Het verdriet rondom een naaste die ongeneeslijk ziek of overleden is, is universeel. Maar daarnaast bepalen ook culturele en religieuze aspecten hoe mensen dit beleven. Hierbij kan het gaan om kleine dingen. Tijdens mijn werk op een interne afdeling binnen een Amsterdams ziekenhuis gedurende de Covid-periode maakte ik het volgende mee.

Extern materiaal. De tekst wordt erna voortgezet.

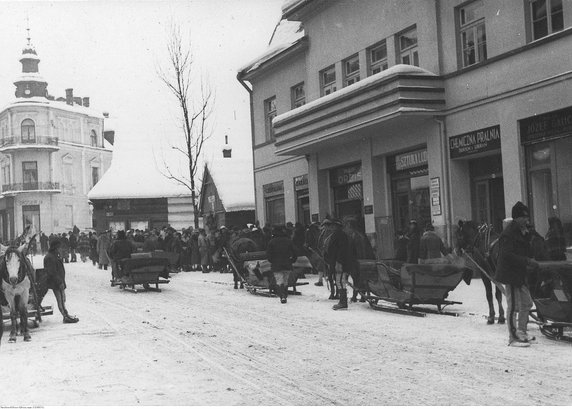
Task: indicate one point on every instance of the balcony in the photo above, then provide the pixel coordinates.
(18, 143)
(27, 187)
(387, 100)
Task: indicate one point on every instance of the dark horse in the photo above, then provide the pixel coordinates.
(480, 244)
(15, 272)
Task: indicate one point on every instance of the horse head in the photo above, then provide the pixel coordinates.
(13, 267)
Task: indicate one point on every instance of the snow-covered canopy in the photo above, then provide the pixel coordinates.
(234, 180)
(286, 35)
(123, 180)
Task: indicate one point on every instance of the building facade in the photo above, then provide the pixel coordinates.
(435, 111)
(51, 154)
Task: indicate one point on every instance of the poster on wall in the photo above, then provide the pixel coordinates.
(435, 191)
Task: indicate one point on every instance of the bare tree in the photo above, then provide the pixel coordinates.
(195, 102)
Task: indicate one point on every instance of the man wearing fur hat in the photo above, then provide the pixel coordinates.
(514, 259)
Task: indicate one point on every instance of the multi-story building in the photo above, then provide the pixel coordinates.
(429, 110)
(51, 154)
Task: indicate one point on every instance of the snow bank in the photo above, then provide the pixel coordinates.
(354, 88)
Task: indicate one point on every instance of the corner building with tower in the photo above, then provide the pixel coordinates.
(429, 110)
(52, 152)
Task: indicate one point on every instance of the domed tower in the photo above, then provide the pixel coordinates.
(30, 83)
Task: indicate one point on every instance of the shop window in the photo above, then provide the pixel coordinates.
(30, 175)
(298, 95)
(328, 80)
(407, 43)
(269, 115)
(547, 17)
(472, 33)
(28, 131)
(377, 58)
(351, 70)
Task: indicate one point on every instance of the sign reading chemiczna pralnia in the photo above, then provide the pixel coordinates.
(555, 124)
(482, 140)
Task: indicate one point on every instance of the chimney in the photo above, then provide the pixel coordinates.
(69, 96)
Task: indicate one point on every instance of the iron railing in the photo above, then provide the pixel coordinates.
(19, 187)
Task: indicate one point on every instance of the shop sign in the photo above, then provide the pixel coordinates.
(273, 189)
(435, 192)
(552, 125)
(347, 175)
(301, 182)
(482, 140)
(411, 160)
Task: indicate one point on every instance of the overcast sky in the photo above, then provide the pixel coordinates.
(109, 51)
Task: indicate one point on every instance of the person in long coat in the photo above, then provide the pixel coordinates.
(103, 246)
(204, 251)
(56, 279)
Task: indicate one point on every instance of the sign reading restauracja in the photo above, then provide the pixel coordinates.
(482, 140)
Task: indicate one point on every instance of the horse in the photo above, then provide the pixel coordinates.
(15, 272)
(480, 243)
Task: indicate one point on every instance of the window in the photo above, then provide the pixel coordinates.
(328, 80)
(351, 70)
(473, 35)
(28, 131)
(547, 17)
(93, 138)
(94, 176)
(298, 95)
(407, 42)
(377, 56)
(30, 175)
(269, 115)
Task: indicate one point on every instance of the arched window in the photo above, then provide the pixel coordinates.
(93, 138)
(28, 131)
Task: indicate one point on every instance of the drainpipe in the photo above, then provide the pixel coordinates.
(250, 94)
(446, 179)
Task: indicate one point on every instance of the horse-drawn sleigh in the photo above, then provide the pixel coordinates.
(252, 271)
(23, 289)
(141, 269)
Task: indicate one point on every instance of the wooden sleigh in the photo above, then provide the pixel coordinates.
(142, 269)
(397, 287)
(254, 271)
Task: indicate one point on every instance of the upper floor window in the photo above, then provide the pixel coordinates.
(28, 131)
(269, 115)
(473, 34)
(547, 17)
(407, 42)
(377, 56)
(298, 95)
(351, 70)
(30, 175)
(328, 80)
(93, 138)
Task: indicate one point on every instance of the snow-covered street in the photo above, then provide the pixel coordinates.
(201, 342)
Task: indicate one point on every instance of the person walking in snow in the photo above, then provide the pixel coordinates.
(515, 257)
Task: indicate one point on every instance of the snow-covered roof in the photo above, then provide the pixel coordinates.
(126, 181)
(356, 87)
(41, 101)
(234, 181)
(286, 35)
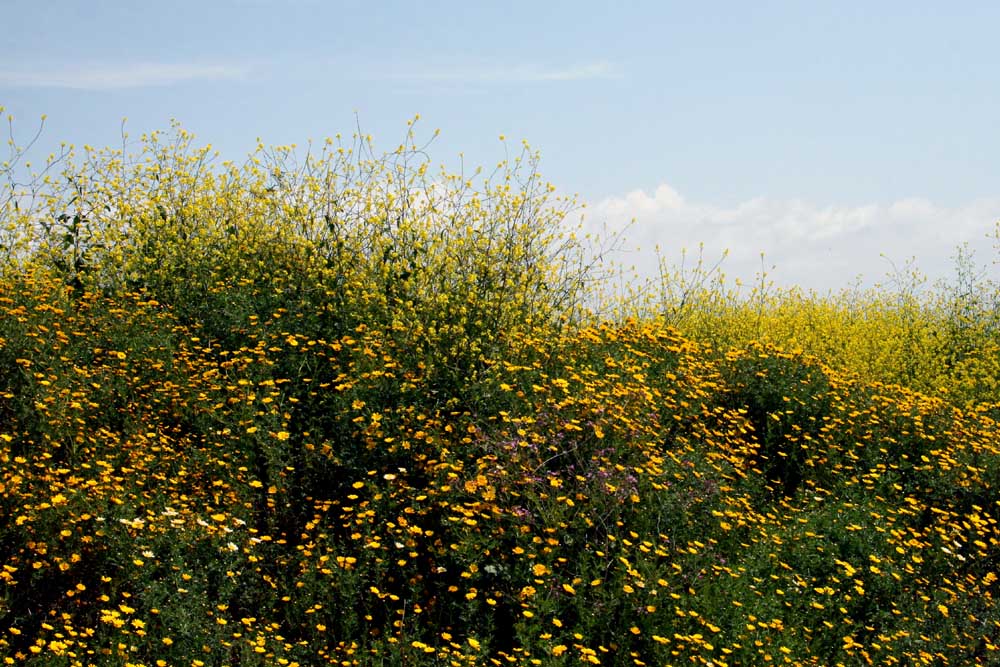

Toen ik op een avond de afdeling kwam oplopen voor een avonddienst, zag ik dat de familie van een Libanese patiënt die net was overleden in een ingewikkeld gesprek was verwikkeld met de verpleging. Uitvaart was gebeld en kwam om de overledene op te halen. Voor deze Libanese familie was dit in strijd met hun culturele/religieuze rituelen. Volgens hun traditie horen er nog een aantal rituelen bij de overledene verricht te worden in de omgeving waar die overleden is. Pas daarna kan het lichaam in de kist of volgens protocol (tijdens COVID) in een gesloten ondoordringbare lijkzak worden gelegd.
Ik zag dat het gesprek met de familie moeizaam verliep en er heerste een gespannen sfeer. Ik aarzelde of ik me ermee zou bemoeien. Uiteindelijk is er in goed overleg voorgesteld de familie met hun dierbare toegang (conform de covid-regels) te geven tot een ruimte die op dat moment niet in gebruik was. Zo kon dan de kamer van de patiënt schoongemaakt worden zodat er ruimte zou komen om een nieuwe patiënt op te nemen. De familie kon in alle rust afscheid nemen van hun overleden dierbare en hun ritueel verrichten.
De komende maanden ga ik me voor deze column in DiabetesPro verdiepen in (religieuze) rituelen en culturele tradities rondom palliatieve en terminale zorg, en het overlijden van mensen met diverse achtergronden.